While teams were signing first round draft picks all over the NFL this past weekend, the move I was most interested in barely registered on the radar. Tampa Bay released Ole Miss quarterback Jevan Snead, the guy who began last year being touted as a top five pick by supposed ESPN draft guru Todd McShay. I never bought into Snead as a future NFL star, but even I would have assumed he could make it to a training camp. It's too late for Snead, but hopefully some people learn lessons from this. For players it's simple: don't get caught up in what you're supposedly going to be at the expense of what you actually are. QBs who throw 20 picks in a college season have no business declaring for the draft early, no matter what some empty suit with good hair said about their potential on an episode of College Football Live before the season. For everyone else: don't believe in guys who are afraid of competing. Snead bailed on his Florida commitment because he was afraid of Tebow. He bolted from Texas because he was going to have to keep fighting for PT with Colt McCoy and wanted a guaranteed starting job at Ole Miss. After two years there showing talent but being wildly inconsistent, Snead went pro rather than fight to stay the starter in Oxford. Players looking for the easy way are generally losers, yet every recruiting season you see school fanbases panting after some of them. Stop.
It was really classy of the Miami Heat organization to handle their new found status as the hot ticket in Frontrunnerville, USA by firing their entire season ticket sales staff.
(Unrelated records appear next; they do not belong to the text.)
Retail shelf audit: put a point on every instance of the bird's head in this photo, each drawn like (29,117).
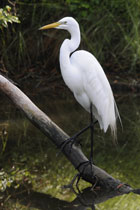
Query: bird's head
(66,23)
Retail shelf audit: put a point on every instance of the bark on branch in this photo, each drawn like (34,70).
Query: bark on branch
(57,136)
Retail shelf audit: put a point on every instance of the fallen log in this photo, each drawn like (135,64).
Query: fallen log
(58,136)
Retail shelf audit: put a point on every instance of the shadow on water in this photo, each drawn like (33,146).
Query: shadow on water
(85,200)
(28,151)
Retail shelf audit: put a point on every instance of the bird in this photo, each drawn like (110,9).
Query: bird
(85,77)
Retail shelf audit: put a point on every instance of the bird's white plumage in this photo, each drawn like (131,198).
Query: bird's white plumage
(85,77)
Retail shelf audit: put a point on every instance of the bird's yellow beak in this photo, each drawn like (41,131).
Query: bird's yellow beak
(52,25)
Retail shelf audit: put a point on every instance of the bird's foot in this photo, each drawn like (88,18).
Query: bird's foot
(71,141)
(86,164)
(71,185)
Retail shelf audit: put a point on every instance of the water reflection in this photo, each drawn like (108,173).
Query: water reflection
(87,199)
(27,147)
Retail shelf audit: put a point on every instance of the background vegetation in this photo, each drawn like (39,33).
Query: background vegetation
(110,30)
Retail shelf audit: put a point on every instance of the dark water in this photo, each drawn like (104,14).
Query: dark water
(34,157)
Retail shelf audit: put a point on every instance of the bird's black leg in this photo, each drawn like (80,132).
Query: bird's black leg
(72,139)
(92,133)
(91,126)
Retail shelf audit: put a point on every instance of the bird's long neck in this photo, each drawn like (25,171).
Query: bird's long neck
(69,46)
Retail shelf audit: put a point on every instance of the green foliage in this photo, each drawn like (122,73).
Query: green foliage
(110,30)
(7,17)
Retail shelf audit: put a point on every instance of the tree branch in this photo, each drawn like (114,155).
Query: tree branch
(58,136)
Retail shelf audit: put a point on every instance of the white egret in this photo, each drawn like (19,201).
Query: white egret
(85,77)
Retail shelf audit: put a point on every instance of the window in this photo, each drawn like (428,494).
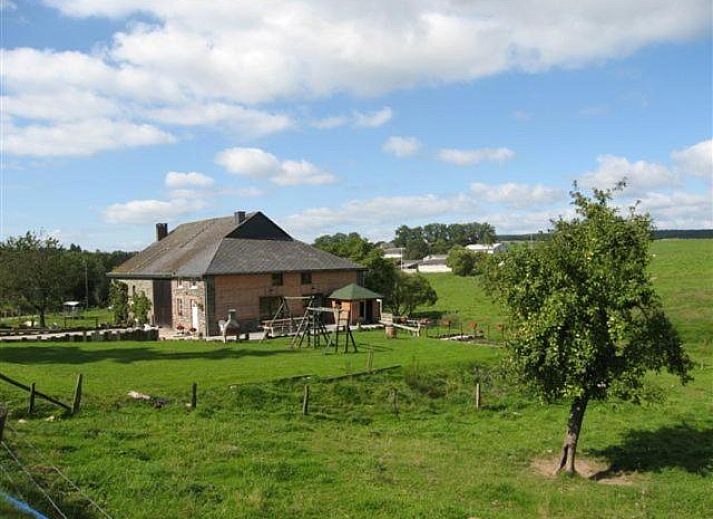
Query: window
(269,307)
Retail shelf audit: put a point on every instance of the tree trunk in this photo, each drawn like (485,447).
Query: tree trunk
(574,426)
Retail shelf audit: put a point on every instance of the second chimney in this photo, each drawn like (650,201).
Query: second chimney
(161,231)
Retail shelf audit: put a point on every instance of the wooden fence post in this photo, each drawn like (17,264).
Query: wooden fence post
(3,416)
(31,407)
(305,401)
(77,395)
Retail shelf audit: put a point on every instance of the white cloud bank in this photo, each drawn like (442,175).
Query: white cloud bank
(79,138)
(401,146)
(695,160)
(148,211)
(475,156)
(257,163)
(190,64)
(263,51)
(177,180)
(516,195)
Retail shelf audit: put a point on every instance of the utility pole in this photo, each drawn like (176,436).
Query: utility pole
(86,286)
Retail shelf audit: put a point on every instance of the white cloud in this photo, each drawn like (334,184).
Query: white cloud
(517,195)
(245,121)
(679,209)
(80,138)
(401,146)
(475,156)
(176,180)
(256,163)
(148,211)
(521,115)
(328,123)
(640,175)
(695,160)
(377,214)
(356,119)
(265,51)
(187,66)
(373,119)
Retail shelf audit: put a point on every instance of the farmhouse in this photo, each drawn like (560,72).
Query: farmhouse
(196,273)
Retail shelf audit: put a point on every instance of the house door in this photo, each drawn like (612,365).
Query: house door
(194,315)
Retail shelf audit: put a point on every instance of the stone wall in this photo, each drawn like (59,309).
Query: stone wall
(186,294)
(243,292)
(136,286)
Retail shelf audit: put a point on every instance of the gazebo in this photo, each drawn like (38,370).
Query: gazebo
(362,303)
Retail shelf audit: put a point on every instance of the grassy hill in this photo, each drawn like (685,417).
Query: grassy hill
(248,452)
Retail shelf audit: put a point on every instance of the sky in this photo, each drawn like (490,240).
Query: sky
(349,116)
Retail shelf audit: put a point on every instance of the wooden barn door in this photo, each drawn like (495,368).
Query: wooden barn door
(162,302)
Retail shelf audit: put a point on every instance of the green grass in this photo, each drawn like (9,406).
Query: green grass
(87,319)
(248,452)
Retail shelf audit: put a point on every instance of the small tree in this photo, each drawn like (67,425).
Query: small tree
(584,320)
(409,292)
(140,308)
(461,261)
(35,272)
(119,301)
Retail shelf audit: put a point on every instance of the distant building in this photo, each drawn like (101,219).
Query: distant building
(488,249)
(430,264)
(394,253)
(199,271)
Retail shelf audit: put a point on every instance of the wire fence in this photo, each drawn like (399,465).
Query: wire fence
(44,493)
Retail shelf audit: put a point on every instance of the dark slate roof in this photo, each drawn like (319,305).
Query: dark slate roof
(222,246)
(354,292)
(254,256)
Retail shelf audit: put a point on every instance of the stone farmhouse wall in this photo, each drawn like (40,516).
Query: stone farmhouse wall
(243,292)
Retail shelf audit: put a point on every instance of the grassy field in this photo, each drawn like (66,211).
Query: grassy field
(88,319)
(248,452)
They could have assigned those people other duties with the organization, things like making sure all those new season ticket customers are getting top notch service on gameday or handling the extra demands for merchandise sales and community involvement. Someone's going to have to be responsible for hand peeling the "King"'s grapes, too. This way saves Heat ownership a couple of million bucks though, so who cares whether you're screwing over people with families who did absolutely nothing wrong? Words can't do justice to how much I want this team to lose, which is too bad considering I like Udonis Haslem and Mike Miller a lot.
ESPN quietly let word out over the weekend that they wouldn't be disciplining reporter Arash Markazi for the way he reported the LeBron in Vegas piece the network killed last week after it appeared on its website for a few hours. Let's review the facts:
1. nothing Markazi wrote has been alleged to be inaccurate (in fact other non-ESPN reporting on the evening backs up details of his piece)
2. LeBron's people claim they had nothing to do with the story being yanked
3. ESPN maintains Markazi walked in with LeBron's crew and got access to LeBron's personal table at the club, but they somehow didn't know he was an ESPN reporter (which ESPN somehow is now aware of despite "fact" 2).
4. Now, despite the supposed journalistic transgression by Markazi, he faces no penalty for his actions.
When ESPN denies they pulled this piece because of pressure from James and his people, they are insulting everyone who hears them do so's intelligence. Remember the confiscating of any video footage from LeBron's camp last year that showed him getting dunked on? The "King" and his people believe he makes no errors, and when he does they demand the evidence be erased. ESPN should be ashamed of themselves for toadying up like this, but it's completely unsurprising that they have.
Reggie Bush still doesn't get it. He could have saved USC from a huge portion of the problems its football program faces, even after he chose to take money from agents while still in school. Once Bush and his family decided not to live up to their business agreements with the aspiring agents, it should have been obvious they would have to be paid back the money they'd put into the venture. Instead, Bush tried to ignore the problem and hope it would go away even after lawsuits and other actions had made it very clear it wouldn't. I can't say what percentage of Bush's horrible decision making gets credited to greed versus being stubborn and outright stupidity, but it was almost entirely his years of poor judgement that got the program hammered. Rather than take responsibility and apologize, in his first comments since the probation came down Bush says it "bothers me and it sucks" that the university is whitewashing all evidence of his existence from the school's football program. USC should sue Bush for every dime his selfishness cost them, but they won't because of what that would do to recruiting. That Bush thinks there's a chance on Earth he'll eventually be welcomed back only further illustrates how oblivious the guy is.